The CMS defines Primary Care Exception as ‘An exception within an approved GME Program that applies to limited situations where the resident is the primary caregiver and the faculty physician sees the patient only in a consultative role (that is, those residency programs with requirements that are incompatible with a physical presence requirement). In such programs, it’s beneficial for the resident to see patients without supervision to learn medical decision making.’
In the primary care setting, it’s possible to report low to mid-range E/M services performed by a resident without direct teaching physician supervision. However, this doesn’t mean that the teaching physician is uninvolved. Since the service is reported under the teaching physician’s name, he still has to ensure the services rendered are appropriate and medically necessary. However, when done correctly, this exception to the teaching rule could translate to more patients treated than in a typical residency program and also a better learning experience for those residents. There isn’t an application process or preapproval in order to start operating under the primary care exception. However, a primary care center must attest in writing that all of the following conditions are met.
· The services were furnished in a primary care center located in the outpatient department of a hospital or another ambulatory care entity in which the time spent by residents in patient care activities is included in determining direct Graduate Medical Education (DGME) payments to a teaching hospital. Typically, the residency programs that are likely to qualify for this exception are a family practice, general internal medicine, geriatric medicine, pediatrics and obstetrics/gynecology. Certain GME programs in psychiatry may qualify in cases where the program furnishes comprehensive care to the chronically mentally ill psychiatric patient (e.g., antibiotics are prescribed along with psychotropic medication management).
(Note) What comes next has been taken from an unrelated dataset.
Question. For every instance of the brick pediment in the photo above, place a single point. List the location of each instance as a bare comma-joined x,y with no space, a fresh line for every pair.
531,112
· The primary care center is considered the patient’s primary location for healthcare services.
· Residents providing billable patient care without direct supervision must have completed at least 6 months of an approved residency program.
· The teaching physician (under whom the billing is reported) cannot supervise more than 4 residents at a time and must direct the care from such proximity as to constitute immediate availability.
· Have no other responsibilities, including the supervision of other personnel, at the time services are furnished by residents.
· Have primary medical responsibility for patients cared for by residents? Ensure that the care furnished is reasonable and necessary.
· Review the care furnished by residents during, or immediately after, each visit. This must include a review of the patient’s medical history and diagnosis, the resident’s findings on physical examination, and the treatment plan (for example, record of tests and therapies).
· Document the extent of your participation in the review and direction of the services furnished to each patient.
As a result, the highest level of service a resident can bill for outpatient E/M services is a 3 (99201-99203 and 99211-99213). Additionally, in recent years, CMS added the Initial Preventive Physical Examination, or IPPE (G0402), and both initial (G0438) and subsequent Annual Wellness Visits, or AWV (G0439), services to the list of allowed codes under PCE. Documentation for the IPPE and AWV services are very different from a “sick” visit billed with new or established patient visit codes, so be sure your providers know the requirements of both.
· This is a Medicare concept, though some payers will follow Medicare’s lead. It’s important to exercise prudence by discovering which of your payers will allow this exception.
· Residents with less than 6 months in an approved GME program are not eligible. Teaching physicians would have to be physically present for the key or critical portions of the services (see the CMS Claims Processing Manual, Chapter 12, Section 100 for detailed teaching physician guidelines).
The teaching physician must document the extent of his or her participation in the review and direction of the services furnished to each patient. Documentation to support the services of the teaching physician may be dictated and typed, hand-written, or computer-generated.
Modifier GE This service has been performed by a resident without the presence of a teaching physician under the primary care exception must be appended to services billed under the primary care exception. By contrast, when a resident is involved with care but that care does not meet the primary care exception, the teaching physician appends modifier GC This service has been performed in part by a resident under the direction of a teaching physician to the procedure codes.
Primary Exception Rule is an exception within an approved GME Program that applies to some situations where a resident can act as the primary caregiver. While there isn’t an application process, the primary care center must attest in writing that all of a number of conditions are met. Residents will usually perform services in the medical decision making low-risk categories like a stable chronic illness. It’s crucial to remember that the service is reported under the teaching physician’s name, so he/she still has to ensure that the services rendered were appropriate and medically necessary. The benefit to this exception is that the rule could translate to more patients treated than in a typical residency program and it’s also a better learning experience for those residents regarding medical decision making.